When Kony posed a similar question in the UK, 25% said they would use their mobile phone to pay for items in-store in preference to credit cards or cash. To achieve this, a new handset will be required, and Google in partnership with Samsung and others is ready to launch several handsets using the Android operating system. Research In Motion Joint CEO Jim Balsillie says that most BlackBerry devices shipped later this year will support NFC and the embattled Nokia will demonstrate a prototype Windows Phone 7 handset with NFC later this month.
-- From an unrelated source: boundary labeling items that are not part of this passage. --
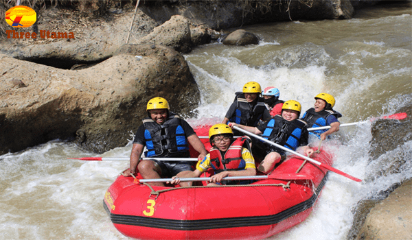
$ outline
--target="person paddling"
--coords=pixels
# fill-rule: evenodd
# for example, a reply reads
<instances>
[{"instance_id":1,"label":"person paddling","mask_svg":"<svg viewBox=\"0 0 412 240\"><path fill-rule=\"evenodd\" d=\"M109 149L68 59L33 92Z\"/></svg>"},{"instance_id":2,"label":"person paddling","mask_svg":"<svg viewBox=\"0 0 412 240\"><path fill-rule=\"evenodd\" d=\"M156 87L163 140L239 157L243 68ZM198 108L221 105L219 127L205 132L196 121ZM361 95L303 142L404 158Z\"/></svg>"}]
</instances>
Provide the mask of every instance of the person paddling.
<instances>
[{"instance_id":1,"label":"person paddling","mask_svg":"<svg viewBox=\"0 0 412 240\"><path fill-rule=\"evenodd\" d=\"M250 180L222 180L227 176L256 175L255 160L251 154L246 138L233 139L232 130L226 124L214 125L209 130L209 139L211 144L210 154L198 162L196 169L187 172L181 178L198 178L203 172L211 167L214 175L210 178L208 185L245 184ZM174 176L172 184L181 183L179 176Z\"/></svg>"},{"instance_id":2,"label":"person paddling","mask_svg":"<svg viewBox=\"0 0 412 240\"><path fill-rule=\"evenodd\" d=\"M255 134L262 134L263 138L293 151L299 146L304 146L303 151L306 156L309 156L314 151L307 146L308 133L306 123L298 119L301 110L301 106L298 101L289 100L283 104L282 116L276 115L264 124L250 127L229 123L229 125L232 128L238 126ZM286 158L284 150L262 141L255 147L260 150L254 151L254 154L260 154L260 156L264 157L258 167L258 170L264 173L270 173L277 163Z\"/></svg>"},{"instance_id":3,"label":"person paddling","mask_svg":"<svg viewBox=\"0 0 412 240\"><path fill-rule=\"evenodd\" d=\"M262 93L260 84L249 82L243 86L242 93L236 93L235 101L231 105L222 123L229 121L247 126L255 127L260 120L267 121L271 116L264 105L264 99L260 97ZM236 136L242 136L233 131Z\"/></svg>"},{"instance_id":4,"label":"person paddling","mask_svg":"<svg viewBox=\"0 0 412 240\"><path fill-rule=\"evenodd\" d=\"M308 110L301 119L308 123L308 128L318 128L330 125L329 130L319 130L309 132L323 141L331 134L339 130L341 123L338 118L342 117L339 112L332 109L335 104L334 97L328 93L319 93L314 97L314 108Z\"/></svg>"},{"instance_id":5,"label":"person paddling","mask_svg":"<svg viewBox=\"0 0 412 240\"><path fill-rule=\"evenodd\" d=\"M193 128L176 115L170 112L168 101L163 97L154 97L149 100L146 110L148 117L143 119L135 135L130 154L130 169L123 175L128 176L137 171L143 178L170 178L192 171L194 167L190 162L168 162L157 160L141 160L144 147L146 157L185 158L189 157L189 143L200 153L201 160L207 152L194 132ZM163 182L151 182L151 185L164 186ZM190 186L191 182L183 182L182 185Z\"/></svg>"},{"instance_id":6,"label":"person paddling","mask_svg":"<svg viewBox=\"0 0 412 240\"><path fill-rule=\"evenodd\" d=\"M279 89L274 86L268 86L263 90L262 95L271 116L282 115L282 107L284 101L279 99Z\"/></svg>"}]
</instances>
Without handsets, the infrastructure will languish unused. The probability that Apple’s iPhone 5 will launch without NFC has shocked proponents of the scheme since iPhone users are regarded as the most likely to make use of the technology.

For the moment, consumers wishing to pay with NFC in the UK will have to wait. Orange, in the guise of the T-mobile partnership Everything Everywhere, will join with Barclaycard to introduce an NFC-enabled phone by mid-2011, and a joint venture between O2 and Visa will launch a competing service later in the year.

Eads tells Cue Entertainment, “From what the retailers said in the study, we know that mobile commerce is going to be important. Almost unanimously, they agreed that this is strategic to them and that mobile becomes a significant part of online and brick-and-mortar shopping within the next two years. Mobile commerce is the tool that they will use to execute their business strategies and how they will compete. It is the way they will differentiate their organisations and how they will attract customers from their competitors.”

A lot of mobile money rides on his being right.